Mackensie Alexander is also returning after spending one season with the Bengals. Alexander’s background as a nickel cornerback in Zimmer’s scheme will be a major asset. Zimmer even mentioned Alexander’s improvements during his pre-training camp press conference.
Behind Peterson, Alexander and Breeland, the back half of Minnesota’s cornerback depth chart is filled with youth. Cameron Dantzler flashed his athleticism and length when he was on the field last year. The biggest issue was Dantzler’s ability to stay healthy. Last year, he frequently missed time with various injuries. Despite that, when he was available, he displayed his upside and potential. After a full offseason of hands-on coaching, it will be interesting to see how much Dantzler improves.
Additionally, fans should monitor the progress of several other young players. Harrison Hand performed well at the end of last season and will benefit from a non-virtual offseason. On the other hand, Kris Boyd had an up-and-down 2020 season, but continues to show flashes of potential.

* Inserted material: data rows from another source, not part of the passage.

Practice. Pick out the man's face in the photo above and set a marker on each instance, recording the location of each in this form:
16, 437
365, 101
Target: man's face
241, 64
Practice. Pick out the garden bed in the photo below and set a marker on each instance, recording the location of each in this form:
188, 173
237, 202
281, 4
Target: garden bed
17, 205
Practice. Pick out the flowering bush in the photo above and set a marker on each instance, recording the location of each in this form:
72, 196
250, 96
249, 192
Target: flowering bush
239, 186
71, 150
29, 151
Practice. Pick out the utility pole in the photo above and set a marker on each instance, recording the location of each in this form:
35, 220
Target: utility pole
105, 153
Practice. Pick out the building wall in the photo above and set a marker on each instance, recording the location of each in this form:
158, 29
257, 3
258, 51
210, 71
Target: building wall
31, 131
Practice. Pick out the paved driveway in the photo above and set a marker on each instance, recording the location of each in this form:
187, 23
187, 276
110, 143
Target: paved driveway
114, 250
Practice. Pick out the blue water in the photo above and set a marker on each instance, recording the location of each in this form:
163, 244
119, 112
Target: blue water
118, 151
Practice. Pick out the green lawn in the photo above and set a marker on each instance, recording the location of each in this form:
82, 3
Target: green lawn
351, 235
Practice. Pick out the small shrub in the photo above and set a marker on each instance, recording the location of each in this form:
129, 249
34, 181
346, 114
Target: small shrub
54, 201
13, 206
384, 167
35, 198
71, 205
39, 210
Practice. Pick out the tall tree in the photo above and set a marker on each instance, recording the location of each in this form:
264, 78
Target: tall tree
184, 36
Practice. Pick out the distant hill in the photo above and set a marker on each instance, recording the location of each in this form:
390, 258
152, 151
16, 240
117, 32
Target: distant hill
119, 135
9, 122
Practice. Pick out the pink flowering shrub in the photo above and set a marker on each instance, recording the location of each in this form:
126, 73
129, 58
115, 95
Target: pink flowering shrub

The Vikings have quite a few question marks at cornerback. There is boom or bust potential surrounding the Breeland and Peterson additions. If they indeed play at a high level, the Vikings’ defense should significantly improve. However, if they do not meet expectations or suffer any injury, Minnesota will be relying upon less experienced options. The absence of former first-round pick Jeff Gladney due to legal issues could also loom large, especially when it comes to the team’s overall depth.
The Vikings aggressively addressed the cornerback position in free agency, but now we must see how all of the pieces come together in training camp.
Secondly, I’m going to be zoning in on Minnesota’s safeties. The Vikings' depth chart is very thin at this position. Former Cowboys defensive back Xavier Woods was the team’s primary addition at safety. Woods is a rangy, instinctive safety who should pair up nicely with Harrison Smith. Over the next couple of weeks, I want to see how Smith and Woods perform together.
Then, I will be focusing on the back half of the safety depth chart. Rookie converted cornerback Camryn Bynum is probably the third-best safety on Minnesota’s roster right now. Training camp will provide us with an extensive look at his skills in the backend. As things stand right now, Bynum would likely be the first safety off the bench if an injury occurred. He does not have much experience and may not be ready for a primary backup role. We will know if that is the case after seeing him perform during training camp and the preseason.
After Bynum, we have no clue what the Vikings are going to do at safety. Josh Metellus was named the team’s Special Teams MVP last year and may earn a spot on the roster because of those skills. Since he was a rookie in 2020, I never had an opportunity to see him work in camp. I am looking forward to seeing if he made significant strides this offseason.
As things stand right now, the Vikings may end up keeping three safeties. Minnesota could do this if it believes Harrison Hand could play safety in a pinch. Hand has past experience at the position and could probably handle that switch.
Not to mention, keeping three safeties would allow them to stash an extra player on the 53-man roster that may get swiped off waivers. Then, once rosters are set, the Vikings could release that player and sign a safety.
Nonetheless, Minnesota should be monitoring roster cuts and looking for ways to upgrade their depth at this position.